The Company’s discussion and analysis of results of operations and financial condition, including statements regarding the Company’s expectations about new and existing products, future financial performance, market risk exposure and other forward looking statements are subject to various risks and uncertainties, including, without limitation, demand and acceptance of new and existing products, technological advances and product obsolescence, competitive factors, stability of domestic and international financial markets and economies, the performance and continuance of the Company’s distributors, the ability to add distribution partners and attract and retain employees and the availability of capital to finance growth.
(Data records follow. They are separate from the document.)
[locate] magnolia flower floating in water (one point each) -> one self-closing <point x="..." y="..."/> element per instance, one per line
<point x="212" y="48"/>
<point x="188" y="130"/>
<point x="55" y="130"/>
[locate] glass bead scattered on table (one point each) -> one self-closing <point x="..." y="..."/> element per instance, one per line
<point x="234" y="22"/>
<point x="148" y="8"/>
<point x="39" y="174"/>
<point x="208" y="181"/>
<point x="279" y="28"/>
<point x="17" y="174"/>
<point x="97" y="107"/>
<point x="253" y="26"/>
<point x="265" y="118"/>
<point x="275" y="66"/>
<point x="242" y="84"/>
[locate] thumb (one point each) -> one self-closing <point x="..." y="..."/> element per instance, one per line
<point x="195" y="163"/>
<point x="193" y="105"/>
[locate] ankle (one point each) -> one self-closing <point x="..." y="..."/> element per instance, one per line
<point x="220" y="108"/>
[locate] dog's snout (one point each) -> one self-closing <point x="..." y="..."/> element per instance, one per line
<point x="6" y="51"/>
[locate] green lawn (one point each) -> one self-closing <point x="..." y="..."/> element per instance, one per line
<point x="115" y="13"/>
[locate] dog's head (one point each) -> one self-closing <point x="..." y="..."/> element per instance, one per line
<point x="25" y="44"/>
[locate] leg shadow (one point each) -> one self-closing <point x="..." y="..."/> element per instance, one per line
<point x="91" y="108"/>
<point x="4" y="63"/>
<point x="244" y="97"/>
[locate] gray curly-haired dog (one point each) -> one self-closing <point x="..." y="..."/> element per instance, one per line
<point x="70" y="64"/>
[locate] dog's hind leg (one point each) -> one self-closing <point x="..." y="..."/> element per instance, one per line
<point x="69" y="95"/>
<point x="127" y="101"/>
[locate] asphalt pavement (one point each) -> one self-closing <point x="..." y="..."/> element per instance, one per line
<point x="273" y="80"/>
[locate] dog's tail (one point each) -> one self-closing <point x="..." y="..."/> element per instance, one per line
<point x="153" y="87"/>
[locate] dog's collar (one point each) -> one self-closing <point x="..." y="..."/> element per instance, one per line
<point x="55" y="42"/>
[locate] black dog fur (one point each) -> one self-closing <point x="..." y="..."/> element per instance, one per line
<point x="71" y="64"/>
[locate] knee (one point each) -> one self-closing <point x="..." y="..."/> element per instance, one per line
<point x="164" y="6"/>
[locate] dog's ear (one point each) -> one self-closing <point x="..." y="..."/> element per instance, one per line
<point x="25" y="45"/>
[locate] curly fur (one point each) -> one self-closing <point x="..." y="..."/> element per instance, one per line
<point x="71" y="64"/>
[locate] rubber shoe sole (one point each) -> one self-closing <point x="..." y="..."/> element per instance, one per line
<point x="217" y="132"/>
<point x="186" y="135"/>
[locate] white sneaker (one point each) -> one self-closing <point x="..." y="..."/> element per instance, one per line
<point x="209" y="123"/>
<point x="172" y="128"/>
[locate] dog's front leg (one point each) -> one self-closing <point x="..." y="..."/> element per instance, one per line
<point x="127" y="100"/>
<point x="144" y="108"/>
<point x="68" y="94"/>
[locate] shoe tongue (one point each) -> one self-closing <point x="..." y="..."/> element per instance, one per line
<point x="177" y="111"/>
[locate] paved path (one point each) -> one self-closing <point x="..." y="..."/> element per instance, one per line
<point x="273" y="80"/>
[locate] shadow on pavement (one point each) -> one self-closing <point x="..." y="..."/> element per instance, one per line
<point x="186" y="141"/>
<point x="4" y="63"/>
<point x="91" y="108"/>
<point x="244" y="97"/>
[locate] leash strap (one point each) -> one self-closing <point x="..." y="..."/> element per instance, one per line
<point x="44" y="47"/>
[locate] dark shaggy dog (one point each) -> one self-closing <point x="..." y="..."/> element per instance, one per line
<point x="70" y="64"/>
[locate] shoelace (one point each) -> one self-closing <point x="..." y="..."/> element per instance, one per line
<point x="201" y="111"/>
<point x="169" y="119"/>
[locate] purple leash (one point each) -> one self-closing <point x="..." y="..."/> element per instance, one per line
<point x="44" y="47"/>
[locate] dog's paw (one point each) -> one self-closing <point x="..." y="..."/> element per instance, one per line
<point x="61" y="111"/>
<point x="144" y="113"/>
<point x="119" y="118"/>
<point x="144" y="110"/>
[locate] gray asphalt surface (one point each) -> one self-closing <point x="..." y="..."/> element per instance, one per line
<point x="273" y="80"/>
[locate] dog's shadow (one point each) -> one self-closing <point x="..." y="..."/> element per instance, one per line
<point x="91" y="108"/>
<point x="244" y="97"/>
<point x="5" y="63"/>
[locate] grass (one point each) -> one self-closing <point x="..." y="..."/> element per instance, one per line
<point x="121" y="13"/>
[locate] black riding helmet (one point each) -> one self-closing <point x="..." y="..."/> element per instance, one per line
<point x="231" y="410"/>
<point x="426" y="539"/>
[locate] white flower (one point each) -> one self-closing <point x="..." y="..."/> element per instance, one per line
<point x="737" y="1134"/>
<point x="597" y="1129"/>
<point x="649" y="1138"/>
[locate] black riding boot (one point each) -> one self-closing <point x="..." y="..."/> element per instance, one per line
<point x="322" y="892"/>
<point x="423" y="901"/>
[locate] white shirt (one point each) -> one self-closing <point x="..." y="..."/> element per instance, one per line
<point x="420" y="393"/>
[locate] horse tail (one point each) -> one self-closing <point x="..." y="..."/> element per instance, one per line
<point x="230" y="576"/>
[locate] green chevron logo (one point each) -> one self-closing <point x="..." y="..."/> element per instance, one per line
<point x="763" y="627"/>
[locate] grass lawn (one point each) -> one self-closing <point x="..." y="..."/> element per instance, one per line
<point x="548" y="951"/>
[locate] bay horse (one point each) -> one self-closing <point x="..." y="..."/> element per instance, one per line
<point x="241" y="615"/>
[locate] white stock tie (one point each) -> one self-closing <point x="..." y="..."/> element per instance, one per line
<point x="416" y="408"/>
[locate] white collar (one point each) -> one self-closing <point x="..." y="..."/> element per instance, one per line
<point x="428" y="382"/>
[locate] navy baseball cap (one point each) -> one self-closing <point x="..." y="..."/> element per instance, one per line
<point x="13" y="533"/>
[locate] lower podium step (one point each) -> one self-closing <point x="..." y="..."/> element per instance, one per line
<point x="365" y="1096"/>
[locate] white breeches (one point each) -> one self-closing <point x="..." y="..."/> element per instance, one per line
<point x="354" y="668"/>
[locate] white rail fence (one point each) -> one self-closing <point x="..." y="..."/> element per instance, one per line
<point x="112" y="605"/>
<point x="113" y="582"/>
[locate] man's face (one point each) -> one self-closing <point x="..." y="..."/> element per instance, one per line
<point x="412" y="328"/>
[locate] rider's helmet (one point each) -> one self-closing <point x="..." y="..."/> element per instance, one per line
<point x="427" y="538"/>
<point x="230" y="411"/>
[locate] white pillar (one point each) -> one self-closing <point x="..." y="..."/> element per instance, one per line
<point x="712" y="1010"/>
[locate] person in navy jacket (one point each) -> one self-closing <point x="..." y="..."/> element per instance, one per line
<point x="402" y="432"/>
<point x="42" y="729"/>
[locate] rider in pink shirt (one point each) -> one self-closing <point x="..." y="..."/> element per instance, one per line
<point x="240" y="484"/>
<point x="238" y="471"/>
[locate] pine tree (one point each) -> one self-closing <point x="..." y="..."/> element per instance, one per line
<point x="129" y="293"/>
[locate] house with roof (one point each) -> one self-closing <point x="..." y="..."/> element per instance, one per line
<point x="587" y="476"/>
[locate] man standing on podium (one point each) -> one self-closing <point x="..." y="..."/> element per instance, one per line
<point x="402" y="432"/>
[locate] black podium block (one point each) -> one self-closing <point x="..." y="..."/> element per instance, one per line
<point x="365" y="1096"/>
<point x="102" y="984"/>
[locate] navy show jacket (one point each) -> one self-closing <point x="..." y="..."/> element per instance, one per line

These and other risks are discussed in greater detail in Exhibit 99.3 to the Company’s Form 10-Q filed with the U.S. Securities and Exchange Commission, with respect to the Company’s quarter ended June 30, 2002. When used in this Form 10-Q, and in future filings by the Company with the Securities and Exchange Commission, in the Company’s press releases, presentations to securities analysts or investors, in oral statements made by or with the approval of an executive officer of the Company, the words or phrases “believes,” “may,” “will,” “expects,” “should,” “continue,” “anticipates,” “intends,” “will likely result,” “estimates,” “projects,” or similar expressions and variations thereof are intended to identify such forward-looking statements.
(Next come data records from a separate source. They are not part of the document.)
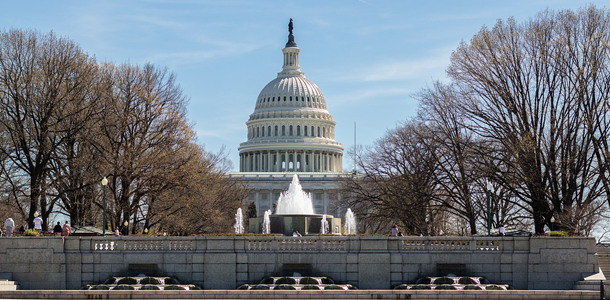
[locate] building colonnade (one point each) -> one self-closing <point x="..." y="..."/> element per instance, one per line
<point x="291" y="161"/>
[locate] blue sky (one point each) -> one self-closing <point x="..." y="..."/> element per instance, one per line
<point x="368" y="57"/>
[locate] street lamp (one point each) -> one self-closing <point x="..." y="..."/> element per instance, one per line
<point x="104" y="184"/>
<point x="489" y="187"/>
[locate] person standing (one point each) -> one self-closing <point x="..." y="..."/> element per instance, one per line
<point x="37" y="223"/>
<point x="67" y="230"/>
<point x="57" y="229"/>
<point x="8" y="227"/>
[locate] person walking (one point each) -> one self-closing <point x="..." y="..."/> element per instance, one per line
<point x="57" y="229"/>
<point x="8" y="227"/>
<point x="67" y="230"/>
<point x="37" y="222"/>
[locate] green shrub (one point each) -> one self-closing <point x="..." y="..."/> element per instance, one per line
<point x="443" y="280"/>
<point x="467" y="280"/>
<point x="286" y="280"/>
<point x="445" y="287"/>
<point x="421" y="287"/>
<point x="472" y="287"/>
<point x="333" y="287"/>
<point x="494" y="287"/>
<point x="284" y="287"/>
<point x="558" y="233"/>
<point x="309" y="280"/>
<point x="260" y="287"/>
<point x="31" y="232"/>
<point x="150" y="280"/>
<point x="100" y="287"/>
<point x="310" y="287"/>
<point x="424" y="280"/>
<point x="149" y="287"/>
<point x="327" y="280"/>
<point x="268" y="280"/>
<point x="173" y="288"/>
<point x="128" y="280"/>
<point x="124" y="287"/>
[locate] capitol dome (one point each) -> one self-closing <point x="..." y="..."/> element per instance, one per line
<point x="291" y="129"/>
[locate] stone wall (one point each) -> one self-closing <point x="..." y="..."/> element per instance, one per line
<point x="367" y="262"/>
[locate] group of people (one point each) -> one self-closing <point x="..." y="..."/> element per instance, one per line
<point x="9" y="226"/>
<point x="65" y="230"/>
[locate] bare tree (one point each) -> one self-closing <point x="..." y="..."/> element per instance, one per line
<point x="523" y="87"/>
<point x="43" y="81"/>
<point x="395" y="183"/>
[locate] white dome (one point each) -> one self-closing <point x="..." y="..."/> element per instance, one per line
<point x="291" y="128"/>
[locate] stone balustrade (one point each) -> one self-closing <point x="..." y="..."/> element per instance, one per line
<point x="225" y="262"/>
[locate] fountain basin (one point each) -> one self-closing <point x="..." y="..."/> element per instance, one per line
<point x="306" y="224"/>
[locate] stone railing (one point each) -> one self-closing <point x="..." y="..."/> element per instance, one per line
<point x="147" y="244"/>
<point x="300" y="244"/>
<point x="369" y="262"/>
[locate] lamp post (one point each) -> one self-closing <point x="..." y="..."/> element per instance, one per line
<point x="489" y="187"/>
<point x="104" y="183"/>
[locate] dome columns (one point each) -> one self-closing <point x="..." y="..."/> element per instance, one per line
<point x="291" y="161"/>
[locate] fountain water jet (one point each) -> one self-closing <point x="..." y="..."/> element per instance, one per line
<point x="239" y="222"/>
<point x="324" y="225"/>
<point x="350" y="222"/>
<point x="267" y="223"/>
<point x="294" y="201"/>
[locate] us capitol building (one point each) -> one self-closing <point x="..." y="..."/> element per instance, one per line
<point x="291" y="131"/>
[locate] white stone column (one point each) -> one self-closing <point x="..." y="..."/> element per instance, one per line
<point x="277" y="161"/>
<point x="325" y="202"/>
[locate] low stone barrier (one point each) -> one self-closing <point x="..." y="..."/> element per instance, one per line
<point x="225" y="262"/>
<point x="359" y="294"/>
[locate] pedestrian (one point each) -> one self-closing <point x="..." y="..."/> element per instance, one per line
<point x="37" y="222"/>
<point x="57" y="229"/>
<point x="8" y="227"/>
<point x="66" y="230"/>
<point x="394" y="230"/>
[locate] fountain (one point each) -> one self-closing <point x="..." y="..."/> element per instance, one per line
<point x="350" y="222"/>
<point x="294" y="201"/>
<point x="324" y="226"/>
<point x="266" y="223"/>
<point x="295" y="212"/>
<point x="239" y="222"/>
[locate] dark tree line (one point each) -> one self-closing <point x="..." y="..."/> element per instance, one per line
<point x="527" y="108"/>
<point x="69" y="121"/>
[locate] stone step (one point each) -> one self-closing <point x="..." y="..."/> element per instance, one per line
<point x="588" y="285"/>
<point x="6" y="285"/>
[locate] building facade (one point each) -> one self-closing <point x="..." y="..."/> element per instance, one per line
<point x="291" y="131"/>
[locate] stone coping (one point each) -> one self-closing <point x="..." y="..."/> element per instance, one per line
<point x="353" y="294"/>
Since its commencement of operations in 1990, the Company has transitioned from a development stage company to a fully operational development, manufacturing and marketing organization (primarily through distributors) located in Roseville, Minnesota and High Wycombe, England. As of September 30, 2002, the primary funding for the operations of the Company has been approximately $149 million raised through public and private sales of its equity securities and issuance of convertible promissory notes.

Distribution and commercialization of the Company’s products occurs primarily through Philips (through October 31, 2002) and Codman. Philips is the exclusive global distributor of the Company’s critical care blood monitoring products, the IRMA^®SL blood analysis system and the Trendcare^® continuous blood gas monitoring systems, including Paratrend^® and Neotrend^®. Philips also is the exclusive global distributor of the Blood Analysis Portal System, co-developed by the Company and Philips. Codman is the exclusive worldwide distributor of the Neurotrend^® cerebral tissue monitoring system.

The Codman distribution agreement was initiated in October 1998, has a term of six years and is renewable for two years. If minimum sales levels and marketing expenditure levels are not achieved by Codman, certain payments will be due to the Company. Also, Codman has the right of first refusal to market new continuous monitoring products developed for the neuro market. In addition, Johnson & Johnson Development Corporation has an equity investment in 773,184 shares of the Company’s Common Stock, representing an approximate 3% ownership interest in the Company.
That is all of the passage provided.